Why does Ross have doubts about accepting the grooms as murderers?

Here it is: At the end of Act 2, in Scene 4, there is this dialogue:



ROSS:


Is't known who did this more than bloody deed?


MACDUFF:


Those that Macbeth hath slain.


ROSS:


Alas, the day!


What good could they pretend?


MACDUFF:


They were suborn'd:


Malcolm and Donalbain, the King's two sons,


Are stol'n away and fled, which puts upon them


Suspicion of the deed.


ROSS:


’Gainst nature still!


Thriftless ambition, that wilt ravin up


Thine own life's means!
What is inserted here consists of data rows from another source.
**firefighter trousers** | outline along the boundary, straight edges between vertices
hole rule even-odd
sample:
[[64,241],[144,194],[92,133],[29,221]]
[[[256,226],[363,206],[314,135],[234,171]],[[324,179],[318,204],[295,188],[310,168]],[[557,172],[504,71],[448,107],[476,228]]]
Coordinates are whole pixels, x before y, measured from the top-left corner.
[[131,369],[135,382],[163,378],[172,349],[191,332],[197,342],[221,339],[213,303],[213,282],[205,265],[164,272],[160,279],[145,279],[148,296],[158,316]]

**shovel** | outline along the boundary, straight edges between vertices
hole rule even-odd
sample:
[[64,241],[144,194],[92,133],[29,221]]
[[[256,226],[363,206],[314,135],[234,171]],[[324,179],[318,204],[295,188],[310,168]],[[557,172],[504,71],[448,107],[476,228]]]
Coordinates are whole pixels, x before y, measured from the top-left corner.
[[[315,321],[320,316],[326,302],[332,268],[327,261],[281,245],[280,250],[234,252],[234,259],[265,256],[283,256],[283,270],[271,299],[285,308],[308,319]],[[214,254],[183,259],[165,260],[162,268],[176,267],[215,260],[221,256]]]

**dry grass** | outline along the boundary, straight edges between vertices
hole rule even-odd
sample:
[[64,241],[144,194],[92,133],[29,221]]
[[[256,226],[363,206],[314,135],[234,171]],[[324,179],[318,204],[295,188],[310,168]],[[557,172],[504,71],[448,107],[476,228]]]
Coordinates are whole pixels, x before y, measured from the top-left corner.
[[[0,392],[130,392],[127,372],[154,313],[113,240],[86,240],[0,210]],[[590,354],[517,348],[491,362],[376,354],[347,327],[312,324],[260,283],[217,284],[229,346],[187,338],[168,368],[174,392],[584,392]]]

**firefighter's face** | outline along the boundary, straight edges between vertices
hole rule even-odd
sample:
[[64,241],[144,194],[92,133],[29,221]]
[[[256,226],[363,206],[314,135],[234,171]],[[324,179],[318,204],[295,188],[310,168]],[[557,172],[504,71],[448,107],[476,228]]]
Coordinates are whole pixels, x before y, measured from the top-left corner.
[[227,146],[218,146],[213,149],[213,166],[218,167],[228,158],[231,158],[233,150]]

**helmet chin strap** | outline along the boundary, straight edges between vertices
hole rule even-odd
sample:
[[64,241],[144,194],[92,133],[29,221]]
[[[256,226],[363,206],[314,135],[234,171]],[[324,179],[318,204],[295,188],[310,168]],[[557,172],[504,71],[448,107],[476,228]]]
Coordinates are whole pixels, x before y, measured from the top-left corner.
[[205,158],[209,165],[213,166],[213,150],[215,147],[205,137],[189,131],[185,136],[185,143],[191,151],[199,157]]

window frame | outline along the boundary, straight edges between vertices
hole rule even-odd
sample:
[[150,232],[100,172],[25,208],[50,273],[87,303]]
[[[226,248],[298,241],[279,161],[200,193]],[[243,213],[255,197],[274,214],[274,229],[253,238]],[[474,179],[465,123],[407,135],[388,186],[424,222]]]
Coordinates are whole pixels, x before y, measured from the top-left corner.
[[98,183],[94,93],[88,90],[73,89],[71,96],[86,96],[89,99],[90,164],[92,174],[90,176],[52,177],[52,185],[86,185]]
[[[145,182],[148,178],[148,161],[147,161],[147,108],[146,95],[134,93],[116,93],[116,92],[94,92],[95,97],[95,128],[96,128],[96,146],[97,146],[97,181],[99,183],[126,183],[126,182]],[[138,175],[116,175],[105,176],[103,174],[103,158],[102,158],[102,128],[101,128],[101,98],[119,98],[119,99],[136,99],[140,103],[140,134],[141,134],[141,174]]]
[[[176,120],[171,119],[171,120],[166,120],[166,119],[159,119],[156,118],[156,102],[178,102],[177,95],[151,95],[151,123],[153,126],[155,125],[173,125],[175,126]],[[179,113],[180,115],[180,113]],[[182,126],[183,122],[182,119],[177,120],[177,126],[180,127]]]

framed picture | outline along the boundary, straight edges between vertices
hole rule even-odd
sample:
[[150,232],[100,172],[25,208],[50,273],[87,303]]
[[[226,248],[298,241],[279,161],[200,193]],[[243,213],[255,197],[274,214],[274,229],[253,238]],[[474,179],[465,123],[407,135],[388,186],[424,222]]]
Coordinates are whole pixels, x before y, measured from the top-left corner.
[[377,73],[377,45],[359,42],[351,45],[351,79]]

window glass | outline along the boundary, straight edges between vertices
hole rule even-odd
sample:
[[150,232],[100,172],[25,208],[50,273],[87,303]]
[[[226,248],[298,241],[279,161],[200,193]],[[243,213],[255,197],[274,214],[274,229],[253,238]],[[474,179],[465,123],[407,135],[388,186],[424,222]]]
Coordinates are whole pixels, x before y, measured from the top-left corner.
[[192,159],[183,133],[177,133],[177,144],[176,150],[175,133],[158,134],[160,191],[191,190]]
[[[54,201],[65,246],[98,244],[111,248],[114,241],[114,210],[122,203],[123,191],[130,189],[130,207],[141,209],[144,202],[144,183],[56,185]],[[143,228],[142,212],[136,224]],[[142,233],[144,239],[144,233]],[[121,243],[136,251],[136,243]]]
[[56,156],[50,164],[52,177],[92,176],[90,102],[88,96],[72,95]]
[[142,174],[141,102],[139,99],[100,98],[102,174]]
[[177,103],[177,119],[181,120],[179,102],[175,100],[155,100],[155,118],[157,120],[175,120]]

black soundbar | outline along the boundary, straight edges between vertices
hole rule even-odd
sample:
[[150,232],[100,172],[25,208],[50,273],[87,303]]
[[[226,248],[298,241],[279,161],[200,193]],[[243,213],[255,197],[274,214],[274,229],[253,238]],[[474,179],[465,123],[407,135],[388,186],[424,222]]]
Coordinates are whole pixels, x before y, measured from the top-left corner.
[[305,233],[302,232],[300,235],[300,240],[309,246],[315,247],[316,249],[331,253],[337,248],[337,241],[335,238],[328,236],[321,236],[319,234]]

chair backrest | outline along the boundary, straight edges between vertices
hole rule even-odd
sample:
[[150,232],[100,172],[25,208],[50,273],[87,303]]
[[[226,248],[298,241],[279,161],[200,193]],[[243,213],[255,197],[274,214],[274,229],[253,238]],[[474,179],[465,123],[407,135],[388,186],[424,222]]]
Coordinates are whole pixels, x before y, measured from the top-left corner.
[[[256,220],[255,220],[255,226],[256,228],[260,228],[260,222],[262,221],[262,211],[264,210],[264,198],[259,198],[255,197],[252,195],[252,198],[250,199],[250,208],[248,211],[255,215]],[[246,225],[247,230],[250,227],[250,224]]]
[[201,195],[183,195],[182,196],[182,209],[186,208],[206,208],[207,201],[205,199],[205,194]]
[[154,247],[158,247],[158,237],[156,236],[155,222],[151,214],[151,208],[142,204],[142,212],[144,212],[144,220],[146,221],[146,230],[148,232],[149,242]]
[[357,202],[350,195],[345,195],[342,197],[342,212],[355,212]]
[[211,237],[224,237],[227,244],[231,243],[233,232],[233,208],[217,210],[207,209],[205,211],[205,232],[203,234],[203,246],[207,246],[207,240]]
Then ’tis most like


The sovereignty will fall upon Macbeth.



Ross has his doubts because it doesn't make any sense. A murderer has to have a motive, and as he asks, "What good could they pretend?" What in the world could they gain by doing such a thing? (Weirder still, although he doesn't ask it, why would they kill the King and then go back to sleep!?). The answer, from Macduff, is that they were secretly ordered to do the killing by the King's sons Malcolm and Donaldbain. That explanation, too, makes no sense to Ross, for their father was loved by them and was all they had.


Leave it to the Macbeths to come up with a plan that nobody in his right mind would believe.